The now infamous General Motors mea culpa, which followed the automotive giant’s recall of almost six million cars, has brought the importance of a “speak up culture” front and center. As part of the company’s long road to redemption following the ignition switch failures, which have been linked to at least 13 deaths, CEO Mary Barra launched a “Speak Up for Safety” program. Its aim is to encourage the entire organization to embrace a culture in which employees can raise concerns quickly and forcefully. The response from GM is commendable and prudent—and absolutely the right area of focus.
Flogging the C-Suite is Missing the Point
Barra and her team came under stark criticism following the release of the three-month investigation into how these defects went unaddressed for so long. How could top leaders not realize these problems? Should they not be ultimately responsible for the tragedies that occurred as a result of the defects?
To hold the leadership accountable in these situations is understandable and important. It also makes for good media fodder and clearly identifies “villains” in the story. But this overly simplistic blame-game places far too much emphasis on a few, when the broader culture of an organization should be the issue in question.
Undoubtedly, tone needs to be set at the very top, but employees in the trenches are the real eyes and ears of the organization. And the much broader leadership team of both senior and middle management is who employees regularly interface with—and take their cues from. These are the leaders who control their pay, their advancement and who most materially shape their everyday work experience.
Research shows that there are two reasons why people don’t speak up or report issues: the belief that nothing will be done, and the fear of retribution. So the onus is not just at the very top of the food chain, but also upon broader leadership to create an environment where workers can flag problems knowing that they will be taken seriously, and that the issues raised will be investigated without fear of retaliation.
Employees as the First Line of Defense
Barra deserves high praise for candidly acknowledging that GM’s missteps were the result of a “broad bureaucratic problem”—one where individual workers repeatedly “failed to disclose critical pieces of information that could have fundamentally changed the lives of those impacted by a faulty ignition switch.”
While loss of life is at the extreme end of failing to promote an environment where employees feel safe speaking up—and are, in fact, recognized and praised for doing so—a “stay silent” culture is unfortunately not unusual. The damages from this unhealthy corporate culture are plentiful and often immeasurable, ranging from poor employee engagement and rampant legal and compliance risks to devastating reputational harm.
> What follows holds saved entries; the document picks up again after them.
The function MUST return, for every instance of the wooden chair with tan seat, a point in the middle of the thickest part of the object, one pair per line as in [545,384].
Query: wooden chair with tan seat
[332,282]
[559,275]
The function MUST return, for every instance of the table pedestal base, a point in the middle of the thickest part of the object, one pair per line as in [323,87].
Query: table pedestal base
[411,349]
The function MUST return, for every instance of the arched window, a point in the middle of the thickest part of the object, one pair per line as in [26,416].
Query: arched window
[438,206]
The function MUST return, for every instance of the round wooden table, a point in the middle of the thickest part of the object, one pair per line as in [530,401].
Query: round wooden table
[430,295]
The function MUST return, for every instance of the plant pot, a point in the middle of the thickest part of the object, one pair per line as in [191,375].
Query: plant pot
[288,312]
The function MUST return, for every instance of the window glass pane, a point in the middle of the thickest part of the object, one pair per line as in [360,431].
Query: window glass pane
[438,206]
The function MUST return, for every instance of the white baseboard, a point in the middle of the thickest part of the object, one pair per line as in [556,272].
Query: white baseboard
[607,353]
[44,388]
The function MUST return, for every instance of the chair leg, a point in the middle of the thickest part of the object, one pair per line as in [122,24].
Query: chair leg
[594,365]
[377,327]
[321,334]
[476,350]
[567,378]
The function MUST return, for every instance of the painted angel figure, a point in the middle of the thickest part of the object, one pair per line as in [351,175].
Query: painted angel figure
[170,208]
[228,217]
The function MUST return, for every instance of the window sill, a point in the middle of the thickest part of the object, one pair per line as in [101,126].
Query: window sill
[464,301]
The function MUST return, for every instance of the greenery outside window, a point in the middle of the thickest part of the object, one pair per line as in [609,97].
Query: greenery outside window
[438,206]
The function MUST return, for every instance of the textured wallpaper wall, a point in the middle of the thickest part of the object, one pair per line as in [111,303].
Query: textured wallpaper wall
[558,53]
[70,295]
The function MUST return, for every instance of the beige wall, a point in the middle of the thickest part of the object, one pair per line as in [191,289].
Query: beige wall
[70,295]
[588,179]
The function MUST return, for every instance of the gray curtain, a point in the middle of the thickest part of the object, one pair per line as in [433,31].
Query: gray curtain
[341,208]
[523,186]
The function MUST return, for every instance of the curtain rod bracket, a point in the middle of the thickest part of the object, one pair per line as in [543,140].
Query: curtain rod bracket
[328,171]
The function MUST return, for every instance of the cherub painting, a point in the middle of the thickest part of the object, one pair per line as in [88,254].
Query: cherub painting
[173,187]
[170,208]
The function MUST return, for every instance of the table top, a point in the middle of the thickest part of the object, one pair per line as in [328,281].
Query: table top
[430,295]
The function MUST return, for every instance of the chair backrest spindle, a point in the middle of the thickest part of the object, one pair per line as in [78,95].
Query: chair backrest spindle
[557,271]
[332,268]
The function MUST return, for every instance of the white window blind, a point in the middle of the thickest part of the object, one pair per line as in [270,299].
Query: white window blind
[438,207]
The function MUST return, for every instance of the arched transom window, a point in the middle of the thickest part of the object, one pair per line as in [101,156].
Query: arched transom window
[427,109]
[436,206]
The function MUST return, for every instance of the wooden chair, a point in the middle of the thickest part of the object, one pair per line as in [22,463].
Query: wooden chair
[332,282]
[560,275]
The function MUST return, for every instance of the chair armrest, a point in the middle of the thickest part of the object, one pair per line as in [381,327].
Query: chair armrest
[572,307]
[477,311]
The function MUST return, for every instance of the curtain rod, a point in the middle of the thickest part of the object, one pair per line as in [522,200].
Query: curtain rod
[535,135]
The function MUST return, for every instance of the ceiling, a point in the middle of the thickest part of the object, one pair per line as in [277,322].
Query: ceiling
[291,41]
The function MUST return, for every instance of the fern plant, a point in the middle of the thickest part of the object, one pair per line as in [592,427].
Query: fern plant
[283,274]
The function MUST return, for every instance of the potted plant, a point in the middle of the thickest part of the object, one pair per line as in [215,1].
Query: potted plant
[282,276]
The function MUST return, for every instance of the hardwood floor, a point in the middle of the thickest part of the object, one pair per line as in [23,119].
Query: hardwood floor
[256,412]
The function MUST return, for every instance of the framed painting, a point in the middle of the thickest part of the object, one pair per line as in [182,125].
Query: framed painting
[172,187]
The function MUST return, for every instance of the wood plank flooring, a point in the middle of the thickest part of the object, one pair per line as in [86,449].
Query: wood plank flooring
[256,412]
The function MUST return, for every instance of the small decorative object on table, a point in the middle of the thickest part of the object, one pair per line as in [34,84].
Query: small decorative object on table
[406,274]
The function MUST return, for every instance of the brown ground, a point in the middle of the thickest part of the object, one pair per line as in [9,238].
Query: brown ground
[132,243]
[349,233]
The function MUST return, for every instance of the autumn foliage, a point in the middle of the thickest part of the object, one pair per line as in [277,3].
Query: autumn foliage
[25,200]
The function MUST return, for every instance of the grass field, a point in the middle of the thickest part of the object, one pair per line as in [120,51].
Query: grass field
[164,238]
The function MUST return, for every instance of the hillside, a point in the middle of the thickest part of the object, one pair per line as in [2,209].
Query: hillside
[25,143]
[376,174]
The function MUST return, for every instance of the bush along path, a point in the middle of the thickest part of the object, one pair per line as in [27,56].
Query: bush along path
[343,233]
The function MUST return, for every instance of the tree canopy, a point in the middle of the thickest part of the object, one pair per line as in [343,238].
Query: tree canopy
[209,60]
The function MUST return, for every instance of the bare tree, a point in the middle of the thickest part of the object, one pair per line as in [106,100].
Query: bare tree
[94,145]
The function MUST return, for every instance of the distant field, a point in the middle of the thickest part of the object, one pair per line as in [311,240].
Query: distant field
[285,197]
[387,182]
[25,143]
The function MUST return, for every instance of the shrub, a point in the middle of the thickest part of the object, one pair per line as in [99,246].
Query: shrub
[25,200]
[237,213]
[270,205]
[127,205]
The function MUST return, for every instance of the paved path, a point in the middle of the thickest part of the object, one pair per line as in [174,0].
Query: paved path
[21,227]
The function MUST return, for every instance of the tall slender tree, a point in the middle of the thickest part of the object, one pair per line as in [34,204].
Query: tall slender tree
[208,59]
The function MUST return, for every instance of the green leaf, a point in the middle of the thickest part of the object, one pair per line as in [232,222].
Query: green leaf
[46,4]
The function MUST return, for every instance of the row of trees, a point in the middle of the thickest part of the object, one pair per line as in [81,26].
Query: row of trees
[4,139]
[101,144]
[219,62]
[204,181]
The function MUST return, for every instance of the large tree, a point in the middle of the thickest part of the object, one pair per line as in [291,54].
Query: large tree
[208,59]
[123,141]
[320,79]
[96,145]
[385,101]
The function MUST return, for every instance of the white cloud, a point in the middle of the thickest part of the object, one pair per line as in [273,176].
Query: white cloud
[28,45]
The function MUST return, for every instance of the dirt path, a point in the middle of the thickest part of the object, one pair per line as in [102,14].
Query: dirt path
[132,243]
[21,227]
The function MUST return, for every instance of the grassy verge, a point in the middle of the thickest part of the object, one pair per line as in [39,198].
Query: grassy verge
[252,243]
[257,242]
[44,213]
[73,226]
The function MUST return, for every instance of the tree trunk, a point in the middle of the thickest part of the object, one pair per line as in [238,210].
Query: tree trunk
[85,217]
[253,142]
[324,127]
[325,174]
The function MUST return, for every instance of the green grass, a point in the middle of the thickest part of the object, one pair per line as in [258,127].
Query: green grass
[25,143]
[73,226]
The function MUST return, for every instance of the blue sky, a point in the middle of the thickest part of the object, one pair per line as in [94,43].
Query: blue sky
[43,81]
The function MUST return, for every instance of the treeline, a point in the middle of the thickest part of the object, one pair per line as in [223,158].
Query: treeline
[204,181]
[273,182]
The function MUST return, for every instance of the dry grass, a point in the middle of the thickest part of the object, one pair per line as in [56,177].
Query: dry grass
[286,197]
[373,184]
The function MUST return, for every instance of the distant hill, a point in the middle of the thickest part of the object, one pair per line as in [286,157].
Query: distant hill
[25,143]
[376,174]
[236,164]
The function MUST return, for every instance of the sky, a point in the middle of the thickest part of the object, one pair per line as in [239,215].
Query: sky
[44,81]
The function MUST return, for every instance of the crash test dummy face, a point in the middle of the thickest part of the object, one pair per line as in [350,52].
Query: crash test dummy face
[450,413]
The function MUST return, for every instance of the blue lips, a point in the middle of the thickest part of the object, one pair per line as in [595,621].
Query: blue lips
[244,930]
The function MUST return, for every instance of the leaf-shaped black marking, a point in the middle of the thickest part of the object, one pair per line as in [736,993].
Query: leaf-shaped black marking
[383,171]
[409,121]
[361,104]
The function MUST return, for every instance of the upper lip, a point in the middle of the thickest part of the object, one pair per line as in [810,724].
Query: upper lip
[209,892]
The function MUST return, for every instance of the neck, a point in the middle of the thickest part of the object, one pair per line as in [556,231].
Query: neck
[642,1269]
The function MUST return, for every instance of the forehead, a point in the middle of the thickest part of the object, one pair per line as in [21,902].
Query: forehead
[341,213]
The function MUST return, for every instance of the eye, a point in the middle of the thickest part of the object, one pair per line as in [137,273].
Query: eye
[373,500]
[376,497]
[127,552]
All levels of leadership–from the board to middle management—need to recognize that employees are the organization’s first line of defense. Empowering them speak up, and instilling a culture where speaking up is perceived to be an obligation, is the key to addressing problems swiftly and effectively, before a flame ignites into an inferno.
Culture is Key
The nature and complexity of modern business means that mistakes are inevitable. While almost every company integrates steps to mitigate tangible risks like accidents as a matter of course, fewer fully address the more nebulous issue of culture and the danger of fostering an environment that breeds fear of speaking up.
As a recent Compliance Week article points out, the “speak-up” culture is the Holy Grail of compliance and risk mitigation. If you've successfully created this type of culture in your company, it means you have the trust and confidence of your employees. You are learning about issues in real time and have the opportunity to address them early on and internally.
GM has clearly taken accountability for its problems at the executive level. But in launching GM’s “Speak Up for Safety Program,” Mary Barra is achieving so much more for the organization. She has planted the seeds for a new company culture where the everyday worker can be empowered to prevent tragedies, and where the responsibility for ethics, compliance and safety is shared by every single employee.
The risks faced by today’s companies are vast, overwhelming and escalating. It is only with this scope of vigilance—which serves as a scalable early detection ecosystem—that organizations can be truly effective in moving the dial on ethics and compliance.